This is a implementation of Analyze the Influence of Features Extracted from Audios on the Results of IELTS Speaking Test by me. It is accepted for presentation at the 2024 International Conference on Advanced Technologies for Communications (ATC) and soon will be published in the IEEE Xplore Digital Library
The demand for international English certifications like IELTS, TOEIC, and TOEFL has significantly increased in Vietnam's educational and employment sectors. While self-practice in reading and listening is common, developing speaking and writing skills requires supervision. Unfortunately, access to reputable preparation centers is limited, especially in rural areas, where high tuition fees can be prohibitive. Additionally, instructors struggle to correct speaking errors for multiple students, highlighting the need for an automated assessment system.
Our study aims to fill this research gap by enhancing English language learning for Vietnamese learners. We utilize data from a test preparation center in Ho Chi Minh City to extract meaningful features from audio recordings of speaking tests. Through statistical analysis, we examine how these features affect IELTS speaking scores. We also employ Machine Learning algorithms to predict scores based on the extracted features, yielding promising results. Our research provides valuable insights into speaking criteria assessment and identifies areas for improvement, enabling Vietnamese learners and teachers to adopt effective strategies for enhancing their scores.
Attribute | Meaning |
---|---|
Mean hesitation | The average degree of hesitation in speech. It can have values ranging from 0.0 to 1.0. It is calculated by the time gap between the pronunciation of the preceding word and the following word (subtracting the start time of the following word from the end time of the preceding word). |
Mean conf | The average confidence level, which ranges from 0.0 to 1.0. |
Grammar point | The grammatical score of the speech is calculated using Grammarly’s algorithm. |
Unique word | The percentage of unique words spoken in the speech. Reflects the speaker’s vocabulary. |
Rare word | The percentage of words spoken that are rare or less common.
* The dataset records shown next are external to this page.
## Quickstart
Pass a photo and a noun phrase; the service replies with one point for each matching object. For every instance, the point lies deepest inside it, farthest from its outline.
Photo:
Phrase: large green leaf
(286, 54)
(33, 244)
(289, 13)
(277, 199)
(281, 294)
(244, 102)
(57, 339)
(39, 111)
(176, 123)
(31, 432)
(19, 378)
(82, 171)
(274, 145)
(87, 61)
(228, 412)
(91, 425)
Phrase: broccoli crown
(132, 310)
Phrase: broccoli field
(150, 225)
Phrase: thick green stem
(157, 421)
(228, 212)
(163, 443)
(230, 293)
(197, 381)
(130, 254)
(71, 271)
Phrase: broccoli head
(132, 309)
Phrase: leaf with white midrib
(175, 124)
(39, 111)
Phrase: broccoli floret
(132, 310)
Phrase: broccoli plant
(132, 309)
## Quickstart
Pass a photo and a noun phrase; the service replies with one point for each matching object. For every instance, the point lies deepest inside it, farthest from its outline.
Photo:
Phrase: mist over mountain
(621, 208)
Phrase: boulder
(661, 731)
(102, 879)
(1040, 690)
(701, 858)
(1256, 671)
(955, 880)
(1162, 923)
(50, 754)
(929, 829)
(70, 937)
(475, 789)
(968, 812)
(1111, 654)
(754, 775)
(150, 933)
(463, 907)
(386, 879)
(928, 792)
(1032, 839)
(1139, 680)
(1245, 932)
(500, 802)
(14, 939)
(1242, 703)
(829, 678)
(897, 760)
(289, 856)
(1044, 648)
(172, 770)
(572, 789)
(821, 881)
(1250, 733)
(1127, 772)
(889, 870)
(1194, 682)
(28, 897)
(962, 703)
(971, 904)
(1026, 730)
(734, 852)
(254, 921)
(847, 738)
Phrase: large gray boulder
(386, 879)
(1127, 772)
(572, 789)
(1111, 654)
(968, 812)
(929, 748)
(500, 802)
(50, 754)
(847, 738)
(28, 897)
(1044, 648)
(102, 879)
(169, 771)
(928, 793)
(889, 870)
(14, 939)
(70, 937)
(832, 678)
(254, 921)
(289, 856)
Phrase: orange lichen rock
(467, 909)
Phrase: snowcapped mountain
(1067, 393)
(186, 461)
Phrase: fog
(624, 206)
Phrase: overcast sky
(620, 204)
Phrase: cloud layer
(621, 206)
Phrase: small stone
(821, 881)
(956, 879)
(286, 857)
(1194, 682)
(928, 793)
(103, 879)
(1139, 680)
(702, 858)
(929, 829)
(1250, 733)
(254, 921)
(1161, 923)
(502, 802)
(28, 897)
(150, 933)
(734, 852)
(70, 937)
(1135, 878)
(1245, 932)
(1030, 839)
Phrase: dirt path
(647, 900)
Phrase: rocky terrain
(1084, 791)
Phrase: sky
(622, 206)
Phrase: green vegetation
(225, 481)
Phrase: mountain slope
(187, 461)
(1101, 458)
Reflects the speaker’s proficiency in advanced vocabulary. |
Number of words | The total number of words in the speech (including repeated words). |
Score | The IELTS speaking score, which is also the target variable. |
Pearson Correlation Coeficients between featurea extracted and the target value
Dependent Variable | r | p-value |
---|---|---|
Mean conf | 0.136 | 8.581e-5 |
Mean hesitation | -0.017 | 0.61452 |
Grammar point | 0.187 | 6.197e-8 |
Unique word | 0.299 | 1.649e-18 |
Rare word | 0.256 | 7.635e-14 |
Number of words | 0.298 | 2.162e-18 |
The statistical data indicate that when considering the target variable as a continuous variable, the extracted features are not significant with the target variable except for the variable’s Unique word and Number of words, which have correlation coefficients ≈0.3 at a significance level <0.001.
One-way ANOVA Analysis between IELTS speaking score and feature values
Dependent Variable | F | p-value |
---|---|---|
Mean conf | 11.499 | 5.630 × 10−14 |
Mean hesitation | 17.857 | 8.812 × 10−22 |
Grammar point | 4.548 | 5.409 × 10−05 |
Unique word | 13.602 | 1.060 × 10−16 |
Rare word | 11.565 | 4.621 × 10−14 |
Number of word | 15.198 | 9.332 × 10−19 |
The boxplots overlap significantly and do not demonstrate classification between score levels. The result of the F one-way ANOVA, with a low p value at high confidence (p value < 0.0001), indicates no significant difference between the groups. However, when visualizing the groupings between the dataset with IELTS speaking scores above 6.5 and the entire dataset in spider chart, we observe differences in the values of the variables Grammar point, Unique word, Rare word, Number of words, and Mean hesitation.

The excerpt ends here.